HbA1c should be measured routinely (usually every 3 months until acceptable, individualized targets are achieved and then no less than every 6 months) in most individuals with diabetes mellitus to document their degree of glycemic control.

WHAT ARE THE HbA1c TREATMENT GOALS IN DIABETES MELLITUS?

Treatment goals should be based on ADA recommendations which include maintaining HbA1c concentrations <7% (<53 mmol/mol) for many nonpregnant patients with diabetes and more stringent goals in selected individual patients if this can be achieved without significant hypoglycemia or other adverse effects of treatment.

Higher target ranges are recommended for children and adolescents and are appropriate for individuals with limited life expectancy, extensive co-morbid illnesses, a history of severe hypoglycemia and advanced complications.
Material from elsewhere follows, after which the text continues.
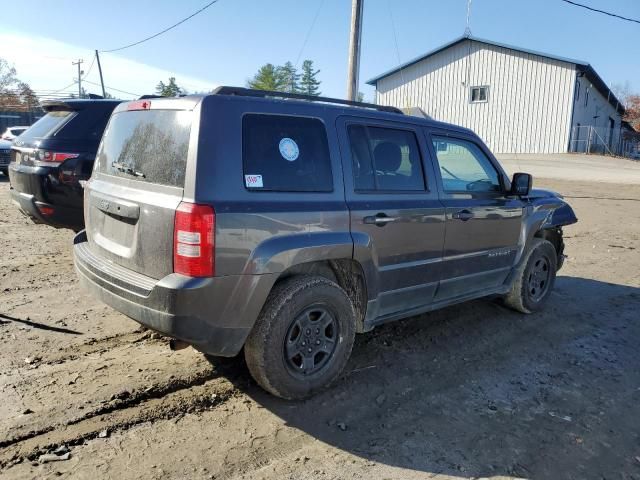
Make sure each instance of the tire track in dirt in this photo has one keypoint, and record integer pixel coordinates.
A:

WHAT ARE THE HbA1c TREATMENT GOALS IN DIABETES MELLITUS DURING PREGNANCY?

During pregnancy and in preparation for pregnancy, women with diabetes should try to achieve HbA1c goals that are more stringent than in the non-pregnant state, aiming ideally for <6.0% (<42 mmol/mol) during pregnancy to protect the fetus from congenital malformations and the baby and mother from perinatal trauma and morbidity owing to large-for-date babies.

SHOULD ISLET AUTOANTIBODIES BE USED FOR THE DIAGNOSIS, SCREENING, MONITORING OF TYPE 1 AND TYPE 2 DIABETES?

Standardized islet autoantibody tests are recommended for the classification of diabetes in adults in whom there is phenotypic overlap between type 1 and type 2 diabetes and uncertainty as to the type of diabetes.

WHEN IS TESTING FOR URINE ALBUMIN INDICATED?

Annual testing for albuminuria should begin in pubertal or post-pubertal individuals 5 years after diagnosis of type 1 diabetes and at the time of diagnosis of type 2 diabetes, regardless of treatment.

Urine albumin should be measured annually in adults with diabetes, using morning spot urine albumin to creatinine ratio (uACR).

If eGFR is <60 ml/min/1.73m2 and/or albuminuria is > 30 mg/g creatinine in a spot urine sample, the uACR should be repeated every 6 months to assess change among people with diabetes and hypertension.

First-morning void urine sample should be used to measure albumin: creatinine ratio.

IS THERE A ROLE FOR THE MEASUREMENT OF INSULIN AND C-PEPTIDE CONCENTRATIONS TO DISTINGUISH TYPE 1 FROM TYPE 2 DIABETES MELLITUS?

In most people with diabetes or risk for diabetes or cardiovascular disease, routine testing for insulin or proinsulin is not recommended. These assays are useful primarily for research purposes.